She looks like the all-American girl -- beautiful blonde hair, bright blue eyes and a smile that lights the room.
But behind the facade is a confused little girl, a seductress and an intellectual. They have different names, personalities and characteristics.
They belong to Sherry, a 24-year-old Cape Girardeau resident diagnosed with dissociative identity disorder, the newest name for multiple personality disorder.
Perhaps the new name is more appropriate, as the illness begins with typical daydreaming, or dissociating, and ends up with completely different personalities handling stress for the victim.
Psychotherapy professionals estimate that 97 percent of people with DID are victims of severe child abuse. By severe, they mean instances of abuse unfathomable by typical families.
Sherry's abusers began shaking and hitting her when she was 2 weeks old, then progressed to sticking objects in her vagina when she was 6 months old.
Sherry's mother told her later in life about some of the incidents. But as she aged, she remembered, and her life became a nightmare.
"My stepfather did it the longest -- almost every day," Sherry said. "Once he didn't do it on Christmas, and I just looked at the lights on the tree, and I couldn't understand what was wrong."
When she was 4, a friend of the family volunteered to "watch" Sherry. He gave her I.V. drugs, watched the reaction, then raped her.
When she was 6, her parents left on a trip and she was left locked outside the house, sleeping with the family dog and eating persimmons.
When she was 8, her family and some of their friends gave her vodka and made her smoke pot, then shoved her into an animal cage and started poking sticks at her.
It went on for years, while her family functioned in the community with no one suspecting the situation. Finally, when Sherry was 13, someone noticed their behavior and she briefly was in a foster home.
But Sherry was a straight-A student obsessed with psychology. She read the books and knew what to say to keep her family from being investigated further. If she failed, they told her, she would be killed. The lies worked, and the case worker returned her to her family.
No charges have ever been brought against the people who abused Sherry, and she remains reluctant to pursue the matter.
Society failed Sherry -- there wasn't any more disturbance from social agencies for the rest of her stay at home, even though she confided in a teacher and in her mother. By age 17, she already had developed most of her personalities and left home to be in more abusive relationships.
She tried the police academy, cosmetology school, mechanical engineering classes, nursing school -- dropping out of all of them after a few months. She was a security guard, managed a jewelry store, but couldn't keep a job.
The problem was her other personalities.
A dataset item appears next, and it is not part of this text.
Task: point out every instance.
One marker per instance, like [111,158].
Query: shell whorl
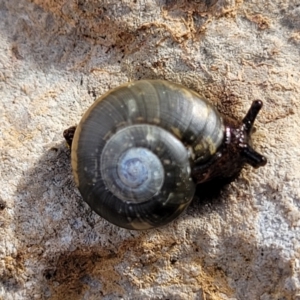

She blacked out for hours or days and turned up in different towns, or depression drove her to stay in bed for weeks at a time, only getting up to use the bathroom.
She finally made a friend in Teri Wondra, who drives her to appointments when a childish personality emerges and Sherry can't drive. Over the years, Wondra has grown used to her friend's behavior.
"Sometimes I don't know who it is I'm meeting," Wondra said. "Maybe I haven't been around her when the personality has emerged before, but sometimes I know because of her hairstyle or the way she speaks."
When she was 19, Sherry began therapy for everything from manic-depression to alcoholism to bulimia. It was just this year a Cape Girardeau psychologist diagnosed her real problem. Now Sherry goes to a counselor in Cape Girardeau and a psychologist in St. Louis, and things are getting better.
In her 10 years in practice, Beverly Stott, Sherry's Cape Girardeau counselor, hasn't treated anyone else with multiple personalities, but there are basic therapies for anyone who has a dissociative disorder, she said.
"Multiples dissociate during abuse," she said. "But in the cases of DID, they don't come back to where they were originally. They develop another personality who copes. It's a very, very difficult thing to understand."
And understanding isn't encouraged by the way Hollywood portrays multiples -- maniacs whose personalities speak out loud to each other in public, murderers who kill under one personality and reassume another. This is untrue in the vast majority of cases, as most multiples turn violence on themselves.
Stott is working to help Sherry trust people again. The client must learn the difference between the real and unreal and discover her likes and dislikes.
Dr. Harry Bradley, the St. Louis psychologist, is helping Sherry through Eye Movement Desensitization/Reprocessing therapy. Basically, Sherry must remember bad childhood experiences and what she felt while they happened. Then she must replace the bad feelings with positive reinforcement -- instead of blaming herself for molestation, she should remember that she was a helpless child.
While doing all this, Bradley uses a small light to direct her eyes this way and that, stimulating the synapses in her brain to process information.
He said the process should lead Sherry to resolution, ending her need for dissociation and improving day-to-day life.
And Sherry has some big plans, too. She wants to return to school, this time studying her true love, psychology, and to be a strong, whole person.